La prospettiva è incredibilmente ardua e affascinante, abituati come siamo ad amori piuttosto limitati e parziali, abituati a mettere dei paletti, a cercarci i nostri tempi, ad evitare che gli altri entrino troppo nella nostra vita o ci richiedano cose che noi non vogliamo mettere a disposizioni. Eppure il Signore non ha paura di proporci di camminare in questa gloria/amore che fa stupenda la nostra vita.

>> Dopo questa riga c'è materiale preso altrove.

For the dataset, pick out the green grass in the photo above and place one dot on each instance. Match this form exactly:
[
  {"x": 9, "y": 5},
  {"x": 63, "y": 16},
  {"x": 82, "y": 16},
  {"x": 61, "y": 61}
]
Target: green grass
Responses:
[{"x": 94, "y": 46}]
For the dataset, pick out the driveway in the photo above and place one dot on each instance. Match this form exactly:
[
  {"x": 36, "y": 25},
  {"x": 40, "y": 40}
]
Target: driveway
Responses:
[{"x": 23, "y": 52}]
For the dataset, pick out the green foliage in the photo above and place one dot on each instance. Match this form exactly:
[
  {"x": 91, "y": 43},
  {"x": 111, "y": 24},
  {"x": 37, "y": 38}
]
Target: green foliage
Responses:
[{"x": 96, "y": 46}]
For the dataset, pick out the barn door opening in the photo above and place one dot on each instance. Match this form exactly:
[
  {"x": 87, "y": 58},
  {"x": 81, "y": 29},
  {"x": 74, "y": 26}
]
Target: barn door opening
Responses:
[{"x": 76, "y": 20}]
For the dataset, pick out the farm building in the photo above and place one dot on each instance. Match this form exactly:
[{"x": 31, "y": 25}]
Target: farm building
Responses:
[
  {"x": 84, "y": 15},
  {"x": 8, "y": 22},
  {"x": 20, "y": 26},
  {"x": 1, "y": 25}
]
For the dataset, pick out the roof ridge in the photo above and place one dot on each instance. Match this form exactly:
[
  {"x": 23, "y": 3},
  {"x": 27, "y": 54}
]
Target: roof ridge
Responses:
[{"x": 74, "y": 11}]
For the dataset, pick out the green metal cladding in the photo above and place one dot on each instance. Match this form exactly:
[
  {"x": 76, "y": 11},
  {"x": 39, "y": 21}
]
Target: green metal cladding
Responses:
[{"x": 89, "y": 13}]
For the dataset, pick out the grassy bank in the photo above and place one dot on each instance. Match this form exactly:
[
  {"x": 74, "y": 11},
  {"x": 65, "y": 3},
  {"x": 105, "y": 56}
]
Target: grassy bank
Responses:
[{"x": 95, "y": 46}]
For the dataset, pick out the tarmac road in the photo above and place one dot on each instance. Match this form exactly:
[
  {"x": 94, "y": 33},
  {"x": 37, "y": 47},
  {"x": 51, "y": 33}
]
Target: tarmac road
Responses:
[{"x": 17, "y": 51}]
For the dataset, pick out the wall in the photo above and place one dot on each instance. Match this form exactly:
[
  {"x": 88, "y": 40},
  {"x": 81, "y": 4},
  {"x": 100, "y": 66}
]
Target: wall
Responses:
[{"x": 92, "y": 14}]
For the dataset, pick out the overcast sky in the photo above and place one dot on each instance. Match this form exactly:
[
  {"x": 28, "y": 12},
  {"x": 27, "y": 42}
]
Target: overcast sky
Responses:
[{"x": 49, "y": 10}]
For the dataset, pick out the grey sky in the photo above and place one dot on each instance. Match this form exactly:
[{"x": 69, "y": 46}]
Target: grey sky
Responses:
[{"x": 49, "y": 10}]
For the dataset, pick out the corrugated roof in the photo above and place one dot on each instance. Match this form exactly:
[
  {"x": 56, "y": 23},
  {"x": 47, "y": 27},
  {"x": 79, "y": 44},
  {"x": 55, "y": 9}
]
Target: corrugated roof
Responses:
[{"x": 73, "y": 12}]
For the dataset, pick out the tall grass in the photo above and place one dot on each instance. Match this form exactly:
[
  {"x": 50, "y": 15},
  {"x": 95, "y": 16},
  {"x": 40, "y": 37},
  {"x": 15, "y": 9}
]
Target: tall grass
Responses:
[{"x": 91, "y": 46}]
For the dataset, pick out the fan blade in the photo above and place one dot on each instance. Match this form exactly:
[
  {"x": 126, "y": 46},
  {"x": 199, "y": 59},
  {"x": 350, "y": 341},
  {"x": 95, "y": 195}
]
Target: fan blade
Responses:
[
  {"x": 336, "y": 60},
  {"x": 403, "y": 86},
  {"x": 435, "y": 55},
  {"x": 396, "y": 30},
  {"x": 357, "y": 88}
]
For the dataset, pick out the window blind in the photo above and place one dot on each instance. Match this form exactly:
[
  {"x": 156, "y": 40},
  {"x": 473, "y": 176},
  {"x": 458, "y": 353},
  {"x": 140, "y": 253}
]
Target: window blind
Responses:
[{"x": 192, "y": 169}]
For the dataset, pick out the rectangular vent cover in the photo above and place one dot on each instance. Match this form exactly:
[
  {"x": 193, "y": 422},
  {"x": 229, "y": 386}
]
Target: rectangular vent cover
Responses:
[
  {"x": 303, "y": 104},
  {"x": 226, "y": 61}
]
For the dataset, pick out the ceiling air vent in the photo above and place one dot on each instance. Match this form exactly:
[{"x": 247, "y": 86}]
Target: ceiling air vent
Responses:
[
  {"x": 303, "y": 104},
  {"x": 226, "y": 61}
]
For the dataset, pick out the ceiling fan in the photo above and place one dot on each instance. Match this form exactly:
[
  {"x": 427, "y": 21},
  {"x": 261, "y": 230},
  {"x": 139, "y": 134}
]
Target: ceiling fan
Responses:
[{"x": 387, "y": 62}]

Di più: Gesù vuole che anche in noi, in qualche modo, avvenga la sua glorificazione; ci onora di essere suo volto e sua voce e sua bellezza e sua delicatezza, perché vedendo noi che cerchiamo di amare come lui, gli altri possano riconoscere che siamo suoi discepoli e intravvedere la gloria del Padre, e del Figlio, e dello Spirito Santo.